If you clicked here, I’m assuming you have a little extra time on your hands, and want a little back-story. I grew up in Florida, where it was my life mission to be in as many high school clubs as possible. After a busy senior year of multitasking in my roles on student council, drama club, steering committee, show choir, swim team, and newspaper staff, I decided I wanted to go to college in the midwest to experience life where the seasons change beyond “humid” and “sweltering heat”. I packed up my Chevy Cavalier and headed to Cincinnati Christian University, where I met a cute boy named Mark. He was from California. We shared a love of James Taylor, and a hatred of cold weather. We got married and moved out of that frozen tundra as soon as the ink on our diplomas dried. We settled in Orange County, where we both attended graduate school.
I’ve been a psychotherapist for ten years – and I’m slightly nauseous realizing I’m old enough to have done anything professionally for that long. My husband was in the ministry for a long time, but last year he decided to go into full-time private practice, too. So now, we are both marriage and family therapists, and because of that we never argue, have a perfect relationship, and feel completely confident in every parenting decision we make. Also, we have a pet unicorn and small cartoon birds fly in my window and help me get dressed every morning.

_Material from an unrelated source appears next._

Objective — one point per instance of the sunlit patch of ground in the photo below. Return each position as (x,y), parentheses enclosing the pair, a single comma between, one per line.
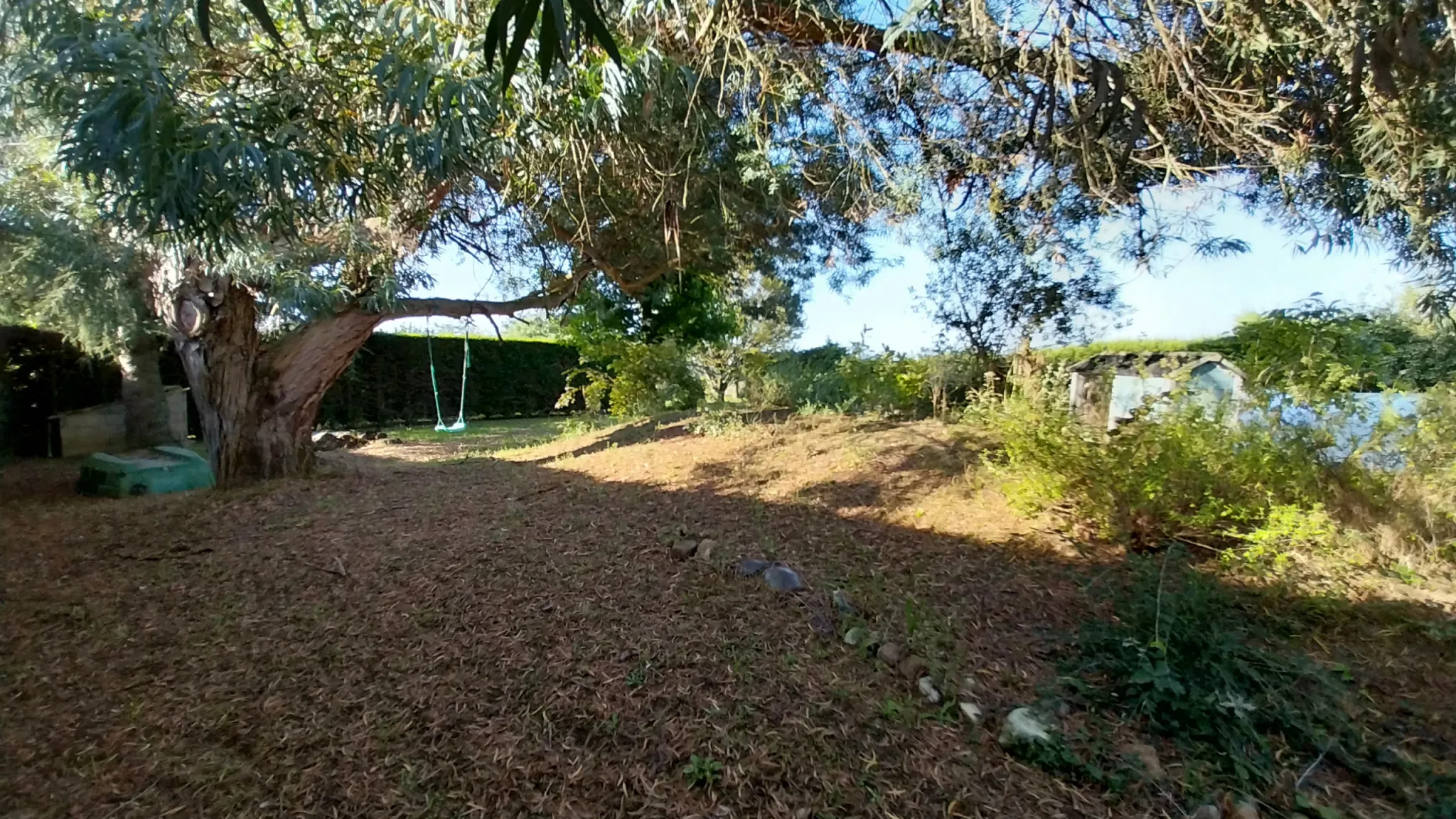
(462,628)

We have four kids – Jafta (5), India (3), Kembe (3) and Karis (1). We had a long and crazy road to parenting, involving several miscarriages, two scary full-term pregnancies, and two very difficult adoption journeys. When we adopted our oldest from the fostercare system, I thought that I couldn’t imagine a more stressful and heart-wrenching experience. But I said that before we tried adopting from Haiti. It took two years and a devastating earthquake before we could bring Kembe home. On my last visit to Haiti, Kembe, Karis, and I survived the earthquake in Port-Au-Prince, and he was able to come home the following week.
We are now trying to adjust to life with four kids – a baby and three preschoolers. I have my hands full (and least that’s what everyone in Target tells me).
I spend entirely too much time online, reading other people’s blogs. It’s what a call a neutral addiction. It’s not hurting anyone – I’m not flying into a drunk rage or throwing my life away or getting arrested. I’m just quietly wasting lots and lots of time.
I’m glad you are choosing to waste YOUR time reading my blog. Welcome.